Cutting off my nose?

Brian Hay

Co-founded freight forwarding company Cardinal Maritime in 1998 using a £5,000 loan. The firm has offices in South Africa, Ireland and Holland, as well as its headquarters in Eccles and aims to open six more in Europe by 2012. It made a profit before interest and tax of over £1 million on a turnover of £38 million to March 2009.

Question: 

One of my biggest customers (about 10 per cent of last year’s business) has just undergone a pre-pack administration, leaving my courier firm out of pocket to the tune of five months’ invoices. Would refusing to work with them again just be cutting off my nose to spite my face? I’m really p*ssed off but I’m not sure I can afford to be proud.

Answer: 

Given the current economic climate, it is a dangerous game allowing any unsecured creditor the luxury of five months’ credit.

All clients, especially those representing such a significant volume of business activity, need to be carefully monitored. There are many reliable agencies that can provide accurate and useful financial information which can help you make informed decisions about the levels of exposure you feel comfortable with.
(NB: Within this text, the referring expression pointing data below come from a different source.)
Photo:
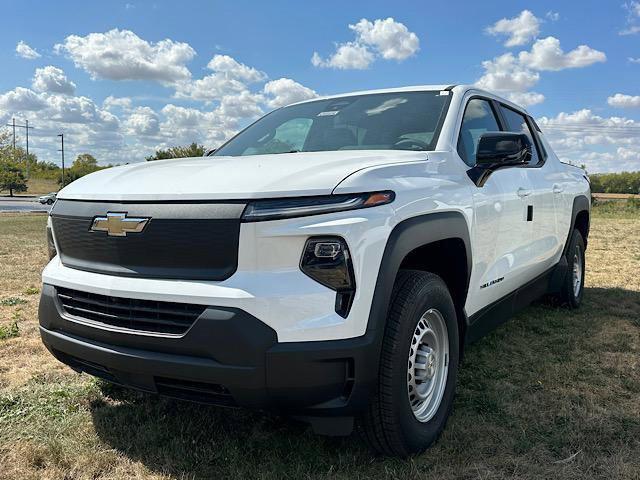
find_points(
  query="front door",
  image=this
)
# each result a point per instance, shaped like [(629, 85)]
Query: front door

However, our own experience suggests that keeping close to your clients and taking the time to understand their business model, viability and strategy moving forward is the safest way to protect against unnecessary risk.

It is possible that your point of contact within the business was unaware of the critical nature of the business so be careful about taking the hit personally.

You are now dealing with a completely new business, pre-packed, cleaned-up and hopefully now fit for purpose. There will be a queue of other suppliers happy to take on their business. If you have the chance, take it on and learn well from your experience.